With some help from @Rory (many thanks), I think I can now explain this behaviour.
The key things to understand are:
In Excel, some function parameters can accept either reference or array arguments. The behaviour of the function may differ depending on whether a reference or an array is passed.
INDEX()
is such a function. The documentation refers to the "array form" and the "reference form". The syntax is almost identical (except for the rare "reference form" case where multiple ranges are passed).
The documentation states that the array
parameter of the "array form" can accept "a range of cells or an array constant". Crucially, "range of cells" here does not mean a reference to a cell range on a worksheet such as A1:B2
(this would be a reference). Rather, it means an in-memory cell range, as might be returned by a nested function call to an outer function (examples below).
Therefore, INDEX(A1:B2, ...)
always calls the "reference form" of the INDEX()
fucntion, never the "array form".
As pointed out by @Rory in the comments, there is a minor difference in the documentation between the two forms: in the "array form", the column_num
parameter is optional for a 2D range ("2D" meaning > 1 row, > 1 column). This is not the case for the "reference form".

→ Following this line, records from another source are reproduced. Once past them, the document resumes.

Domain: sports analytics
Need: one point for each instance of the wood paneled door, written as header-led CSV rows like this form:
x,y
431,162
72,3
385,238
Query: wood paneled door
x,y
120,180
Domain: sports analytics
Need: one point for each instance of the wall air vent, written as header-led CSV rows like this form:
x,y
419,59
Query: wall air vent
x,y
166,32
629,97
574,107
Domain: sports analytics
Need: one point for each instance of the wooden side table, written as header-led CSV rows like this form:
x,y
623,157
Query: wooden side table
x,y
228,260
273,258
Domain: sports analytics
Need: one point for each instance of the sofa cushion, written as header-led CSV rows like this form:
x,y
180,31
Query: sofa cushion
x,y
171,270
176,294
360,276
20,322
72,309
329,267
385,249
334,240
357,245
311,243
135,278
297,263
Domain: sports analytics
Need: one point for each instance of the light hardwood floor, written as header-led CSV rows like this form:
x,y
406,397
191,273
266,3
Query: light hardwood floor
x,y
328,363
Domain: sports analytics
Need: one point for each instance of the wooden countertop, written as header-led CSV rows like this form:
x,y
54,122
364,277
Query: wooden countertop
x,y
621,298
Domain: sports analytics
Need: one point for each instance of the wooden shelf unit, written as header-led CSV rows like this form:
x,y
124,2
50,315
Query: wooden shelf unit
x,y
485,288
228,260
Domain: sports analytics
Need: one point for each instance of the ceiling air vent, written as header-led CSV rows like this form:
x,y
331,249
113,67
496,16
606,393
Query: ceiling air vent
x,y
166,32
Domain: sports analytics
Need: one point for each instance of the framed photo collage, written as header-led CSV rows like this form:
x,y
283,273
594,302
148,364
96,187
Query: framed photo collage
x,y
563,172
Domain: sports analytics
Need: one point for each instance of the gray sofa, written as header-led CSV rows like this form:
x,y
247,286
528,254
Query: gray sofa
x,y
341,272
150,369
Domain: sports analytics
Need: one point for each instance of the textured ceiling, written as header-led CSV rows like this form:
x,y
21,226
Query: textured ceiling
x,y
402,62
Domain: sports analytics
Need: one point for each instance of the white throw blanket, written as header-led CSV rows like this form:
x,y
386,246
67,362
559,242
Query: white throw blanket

This explains why, in this unique case of a 2D reference with an omitted column_num
, a #REF!
error is returned, whereas the equivalent call on a literal array (or an in-memory cell range) succeeds because the "array form" supports this.
Examples:
=INDEX(A1:B2, 0) : fails (reference form; col_num is required for a 2D reference)
=INDEX(A1:B2, 0, ) : succeeds (reference form; the comma means that col_num is present, even though 'missing')
=INDEX({1, 2; 3, 4}, 0) : succeeds (array form; col_num is optional for a 2D array)
=INDEX(INDEX(A1:B2, 0, 0), 0) : fails (a _reference_ is passed to the outer INDEX() call)
=INDEX(SQRT(INDEX(A1:B2, 0, 0)), 0) : succeeds (an _array_ is passed to the outer INDEX() call)
This last example is the "range of cells" case: the inner INDEX()
function returns a reference, which is processed by the SQRT()
function, returning an array ("range of cells"), which then calls the "array form" of the outer INDEX()
function.
I still do not understand why this difference is necessary; I can see no reason why the "reference form" should not behave identically to the array form in this regard. Presumably there is a reason, which I would love to hear if anyone knows it!